Enseignants précaires en luttes

Re: Enseignants précaires en luttes

Messagede bipbip » 21 Juil 2017, 11:07

Académie de Créteil : une centaine de professeurs stagiaires menacés de licenciement

Ils pourraient être licenciés malgré un avis favorable de leurs formateurs. Les syndicats sont vent debout.

« J’ai passé une année horrible ! On se retrouve dans des situations graves, en fragilité, parce qu’on n’est pas du tout soutenus, ni conseillés. » Des trémolos non feints dans la voix, cette professeur stagiaire a été convoquée devant une commission pour statuer de sa titularisation.

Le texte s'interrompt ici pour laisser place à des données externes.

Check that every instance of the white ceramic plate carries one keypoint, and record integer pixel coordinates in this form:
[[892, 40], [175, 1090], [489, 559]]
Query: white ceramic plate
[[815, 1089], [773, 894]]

Mais comme une centaine de ses collègues de l’académie, c’est une lettre de licenciement qu’elle s’attend à recevoir.

Ce mercredi après-midi, une vingtaine d’entre eux, accompagnés par les représentants syndicaux du Snudi-FO se sont rassemblés devant le rectorat de Créteil pour dénoncer cette situation. « Nous alertons sur les problèmes de formation des professeurs stagiaires depuis la mastérisation. Comment peut-on leur reprocher de ne pas être capables de faire classe quand on ne les a pas formés pour ? », dénonce Marie-France Chiche du Snudi-FO.

Selon le syndicat, ces professeurs avaient pour la plupart des avis favorables de leurs formateurs de l’école supérieure du professorat (Espe). L’inspection qui les a amenés à être convoqués devant la commission a eu lieu en mai, et le jury ne se serait basé que sur son rapport.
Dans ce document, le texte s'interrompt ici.